Tekrar soruyorum. Uçak bile düşürebilecek kadar ağır silahları şehir merkezlerine yakın noktalara kadar bu eşkıyalar katır üzerinde mi getirdiler. Bunca silah neyle ve nasıl getirildiler. Siz bunca işler kotarılırken hiç mi istihbarat alamadınız. Aldıysanız kimler veya hangi odaklar sizlere mani oldular? Böyle bir şeyler olmadığına göre neden göz yumdunuz bu felakete gidişe? Yoksa bizim aklımızın ermediği daha ince politikalar mı vardır işin içinde?
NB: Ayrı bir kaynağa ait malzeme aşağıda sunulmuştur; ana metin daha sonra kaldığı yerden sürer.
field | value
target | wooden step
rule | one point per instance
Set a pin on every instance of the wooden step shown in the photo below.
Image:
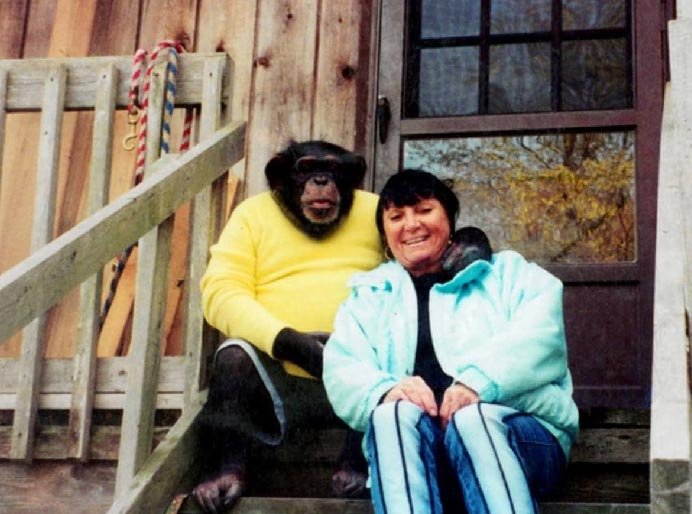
(336, 506)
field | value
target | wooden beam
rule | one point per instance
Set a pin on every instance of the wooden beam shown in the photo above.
(26, 77)
(111, 376)
(36, 283)
(3, 95)
(670, 387)
(44, 208)
(150, 307)
(84, 374)
(173, 461)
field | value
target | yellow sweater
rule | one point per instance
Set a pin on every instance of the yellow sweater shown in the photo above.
(264, 274)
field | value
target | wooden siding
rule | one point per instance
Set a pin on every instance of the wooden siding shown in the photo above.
(301, 71)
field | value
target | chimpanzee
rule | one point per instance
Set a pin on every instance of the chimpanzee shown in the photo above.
(468, 244)
(273, 284)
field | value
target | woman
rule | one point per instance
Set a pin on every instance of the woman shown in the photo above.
(461, 376)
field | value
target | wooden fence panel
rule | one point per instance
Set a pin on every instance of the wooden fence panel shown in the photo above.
(84, 374)
(42, 232)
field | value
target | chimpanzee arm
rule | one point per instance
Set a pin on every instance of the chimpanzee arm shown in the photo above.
(303, 349)
(468, 244)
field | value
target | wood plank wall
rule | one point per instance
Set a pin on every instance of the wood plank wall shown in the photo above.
(301, 72)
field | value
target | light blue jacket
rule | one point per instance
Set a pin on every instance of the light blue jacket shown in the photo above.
(497, 327)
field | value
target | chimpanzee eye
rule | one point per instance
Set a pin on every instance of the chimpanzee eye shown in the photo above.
(311, 165)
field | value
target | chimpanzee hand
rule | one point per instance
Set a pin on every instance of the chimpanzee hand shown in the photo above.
(302, 348)
(468, 244)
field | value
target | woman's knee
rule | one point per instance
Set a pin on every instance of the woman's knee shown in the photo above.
(401, 414)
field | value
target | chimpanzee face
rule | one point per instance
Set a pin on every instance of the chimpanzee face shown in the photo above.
(320, 198)
(313, 182)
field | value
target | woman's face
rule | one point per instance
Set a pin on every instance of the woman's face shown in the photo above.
(417, 235)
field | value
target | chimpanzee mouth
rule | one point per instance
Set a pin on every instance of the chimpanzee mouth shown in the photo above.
(321, 211)
(320, 205)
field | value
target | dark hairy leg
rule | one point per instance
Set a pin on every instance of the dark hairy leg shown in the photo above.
(237, 401)
(349, 479)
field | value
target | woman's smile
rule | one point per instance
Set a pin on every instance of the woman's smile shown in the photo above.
(417, 235)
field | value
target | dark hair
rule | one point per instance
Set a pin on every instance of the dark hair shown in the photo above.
(408, 187)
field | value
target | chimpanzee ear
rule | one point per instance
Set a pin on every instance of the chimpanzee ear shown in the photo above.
(278, 170)
(356, 168)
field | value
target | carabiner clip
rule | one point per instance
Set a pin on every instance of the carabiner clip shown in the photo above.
(129, 141)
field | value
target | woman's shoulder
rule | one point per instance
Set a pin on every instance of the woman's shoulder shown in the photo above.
(385, 276)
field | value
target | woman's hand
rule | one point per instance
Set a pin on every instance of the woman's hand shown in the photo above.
(456, 397)
(414, 390)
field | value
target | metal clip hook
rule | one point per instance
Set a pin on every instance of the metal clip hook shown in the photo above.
(129, 141)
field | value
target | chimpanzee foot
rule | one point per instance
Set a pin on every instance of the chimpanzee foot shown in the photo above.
(349, 483)
(219, 492)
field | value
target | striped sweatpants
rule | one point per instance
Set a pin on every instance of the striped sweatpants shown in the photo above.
(491, 459)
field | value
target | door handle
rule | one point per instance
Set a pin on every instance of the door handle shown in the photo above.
(383, 115)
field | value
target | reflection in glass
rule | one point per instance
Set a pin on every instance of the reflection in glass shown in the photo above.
(450, 18)
(519, 16)
(595, 75)
(552, 197)
(448, 81)
(519, 78)
(593, 14)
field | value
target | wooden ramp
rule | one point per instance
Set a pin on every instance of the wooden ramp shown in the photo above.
(76, 431)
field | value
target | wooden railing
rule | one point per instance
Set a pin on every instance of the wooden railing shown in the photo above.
(77, 257)
(670, 404)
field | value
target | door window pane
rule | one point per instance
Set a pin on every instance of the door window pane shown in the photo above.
(516, 56)
(593, 14)
(450, 18)
(448, 81)
(595, 75)
(512, 16)
(519, 78)
(565, 198)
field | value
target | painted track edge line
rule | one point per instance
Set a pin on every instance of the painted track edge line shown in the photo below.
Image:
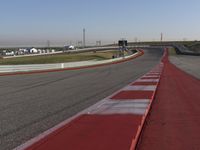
(139, 53)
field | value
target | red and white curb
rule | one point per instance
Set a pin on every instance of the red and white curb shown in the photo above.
(113, 123)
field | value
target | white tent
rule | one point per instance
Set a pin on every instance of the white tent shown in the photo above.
(33, 50)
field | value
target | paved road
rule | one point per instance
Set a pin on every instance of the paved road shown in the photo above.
(190, 64)
(31, 104)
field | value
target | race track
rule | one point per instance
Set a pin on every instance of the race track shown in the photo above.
(31, 104)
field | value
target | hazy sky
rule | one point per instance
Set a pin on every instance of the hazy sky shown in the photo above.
(33, 22)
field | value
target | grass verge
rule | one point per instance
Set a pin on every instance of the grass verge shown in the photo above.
(59, 58)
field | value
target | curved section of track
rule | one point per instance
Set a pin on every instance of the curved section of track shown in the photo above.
(31, 104)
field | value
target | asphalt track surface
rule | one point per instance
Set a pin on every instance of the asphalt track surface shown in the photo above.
(31, 104)
(190, 64)
(174, 121)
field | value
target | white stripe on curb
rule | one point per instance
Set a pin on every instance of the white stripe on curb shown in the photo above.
(140, 88)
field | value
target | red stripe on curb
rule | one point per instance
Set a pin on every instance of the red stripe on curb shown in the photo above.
(144, 83)
(93, 132)
(123, 95)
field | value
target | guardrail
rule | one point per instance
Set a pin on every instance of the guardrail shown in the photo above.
(38, 67)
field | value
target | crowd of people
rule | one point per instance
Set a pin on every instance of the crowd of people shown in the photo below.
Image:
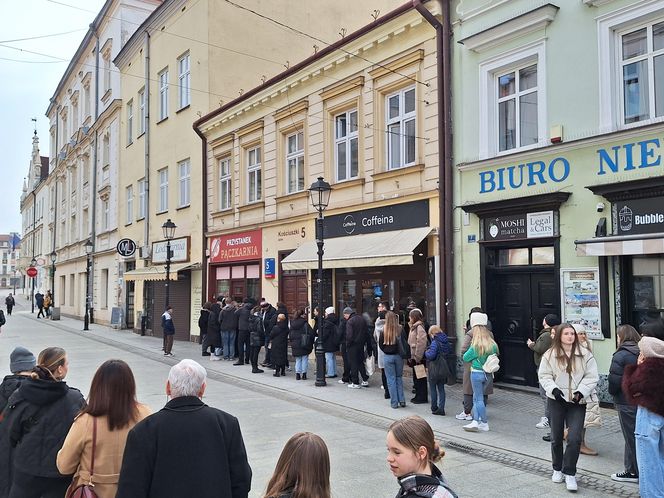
(56, 444)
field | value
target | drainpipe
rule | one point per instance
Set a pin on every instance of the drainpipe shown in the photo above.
(445, 238)
(146, 125)
(204, 261)
(93, 193)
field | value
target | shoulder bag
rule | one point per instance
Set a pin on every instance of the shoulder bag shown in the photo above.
(87, 490)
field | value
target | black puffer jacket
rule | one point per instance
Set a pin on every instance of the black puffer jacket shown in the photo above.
(243, 313)
(228, 319)
(330, 326)
(297, 328)
(36, 422)
(626, 354)
(9, 384)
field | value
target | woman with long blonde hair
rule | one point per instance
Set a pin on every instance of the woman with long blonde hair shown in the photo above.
(303, 469)
(388, 342)
(481, 347)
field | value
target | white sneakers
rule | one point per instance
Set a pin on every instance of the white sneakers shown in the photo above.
(570, 481)
(474, 426)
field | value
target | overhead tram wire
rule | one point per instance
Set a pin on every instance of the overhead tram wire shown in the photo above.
(164, 30)
(204, 92)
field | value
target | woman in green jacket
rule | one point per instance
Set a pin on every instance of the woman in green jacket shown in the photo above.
(481, 347)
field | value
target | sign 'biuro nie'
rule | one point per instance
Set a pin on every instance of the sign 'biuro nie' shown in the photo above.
(615, 159)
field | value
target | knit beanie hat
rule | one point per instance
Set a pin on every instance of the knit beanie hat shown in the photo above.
(21, 360)
(651, 347)
(478, 319)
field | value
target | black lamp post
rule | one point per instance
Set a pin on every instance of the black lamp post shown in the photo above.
(169, 232)
(88, 253)
(54, 258)
(320, 197)
(33, 263)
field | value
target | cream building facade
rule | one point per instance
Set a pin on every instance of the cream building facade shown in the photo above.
(84, 115)
(185, 60)
(362, 115)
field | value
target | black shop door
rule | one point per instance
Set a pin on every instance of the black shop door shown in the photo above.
(516, 304)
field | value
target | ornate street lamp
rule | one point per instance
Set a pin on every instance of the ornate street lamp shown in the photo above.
(33, 263)
(320, 192)
(88, 262)
(54, 258)
(169, 232)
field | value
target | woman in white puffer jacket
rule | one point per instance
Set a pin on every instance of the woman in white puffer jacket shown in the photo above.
(568, 374)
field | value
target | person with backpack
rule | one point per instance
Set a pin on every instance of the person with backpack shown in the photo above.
(437, 352)
(10, 302)
(330, 339)
(481, 347)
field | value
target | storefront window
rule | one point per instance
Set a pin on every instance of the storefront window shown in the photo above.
(647, 287)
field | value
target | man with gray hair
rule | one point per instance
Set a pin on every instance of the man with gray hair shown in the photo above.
(187, 448)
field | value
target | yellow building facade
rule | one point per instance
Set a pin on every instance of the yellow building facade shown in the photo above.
(362, 114)
(186, 59)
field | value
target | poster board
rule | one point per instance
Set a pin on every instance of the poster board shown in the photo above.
(580, 299)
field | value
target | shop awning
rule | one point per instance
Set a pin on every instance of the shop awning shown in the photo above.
(621, 245)
(373, 249)
(158, 272)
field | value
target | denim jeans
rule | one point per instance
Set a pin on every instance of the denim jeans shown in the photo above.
(228, 343)
(301, 364)
(437, 395)
(330, 364)
(649, 435)
(572, 415)
(627, 417)
(394, 373)
(479, 380)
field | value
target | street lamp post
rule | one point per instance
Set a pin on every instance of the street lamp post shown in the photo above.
(33, 263)
(169, 232)
(54, 257)
(320, 197)
(88, 252)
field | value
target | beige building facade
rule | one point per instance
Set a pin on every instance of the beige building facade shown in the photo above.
(185, 60)
(361, 114)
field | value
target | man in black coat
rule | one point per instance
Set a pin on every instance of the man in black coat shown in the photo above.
(243, 313)
(268, 321)
(187, 448)
(356, 339)
(213, 338)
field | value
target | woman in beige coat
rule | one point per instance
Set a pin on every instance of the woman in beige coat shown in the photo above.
(113, 408)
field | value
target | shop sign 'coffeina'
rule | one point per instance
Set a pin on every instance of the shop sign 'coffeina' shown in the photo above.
(613, 159)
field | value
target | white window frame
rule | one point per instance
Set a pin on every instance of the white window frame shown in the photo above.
(130, 121)
(294, 157)
(184, 183)
(225, 183)
(184, 80)
(142, 199)
(162, 175)
(129, 192)
(609, 28)
(163, 94)
(488, 96)
(401, 119)
(254, 175)
(141, 111)
(346, 139)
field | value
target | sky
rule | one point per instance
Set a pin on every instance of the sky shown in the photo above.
(27, 86)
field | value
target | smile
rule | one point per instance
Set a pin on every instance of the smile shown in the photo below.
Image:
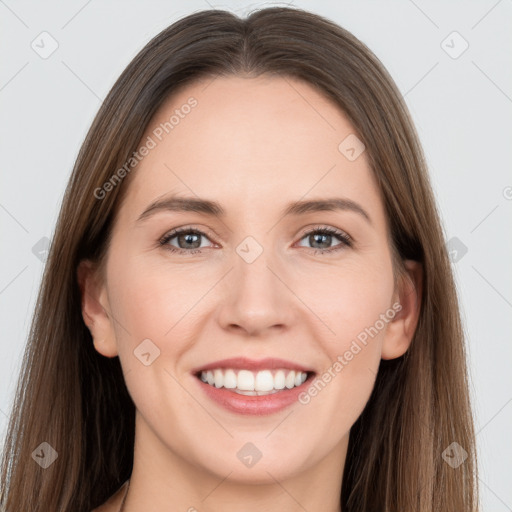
(249, 383)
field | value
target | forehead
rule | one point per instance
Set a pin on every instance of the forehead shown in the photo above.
(262, 140)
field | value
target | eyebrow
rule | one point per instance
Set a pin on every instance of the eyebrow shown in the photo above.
(214, 209)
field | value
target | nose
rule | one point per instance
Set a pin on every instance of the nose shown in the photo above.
(257, 300)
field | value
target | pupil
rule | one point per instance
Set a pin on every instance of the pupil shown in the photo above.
(189, 240)
(324, 238)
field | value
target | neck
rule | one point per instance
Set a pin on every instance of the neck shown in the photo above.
(169, 478)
Millete her şeyi açık söylemenin günündeyiz. Millet her şeyi bilmeli ki her muhtemel tehlikeye karşı millet şuurlu bir bekleyiş içerisinde olsun. Zihinsel olarak işgale taşınan milleti lütfen bir fiili işgalle yüz yüze getirmeyin. Geçmişi reddi miras etme hastalığından kurtulup bütün kurumlarımızla barışık bir şekilde milleti ve devleti yeniden bir birine kilitleyin. Aksi durumda bu felaket en önce sizleri mahvedecek. Zaman kucaklaşma zamanıdır. Zaman ne bir birinin çapını ölçme nede bir birinin gramını tartma zamanı değildir. Zaman hep birlikte ortak düşmanın üzerine gitme zamanıdır. Bizden dostça söylemesi.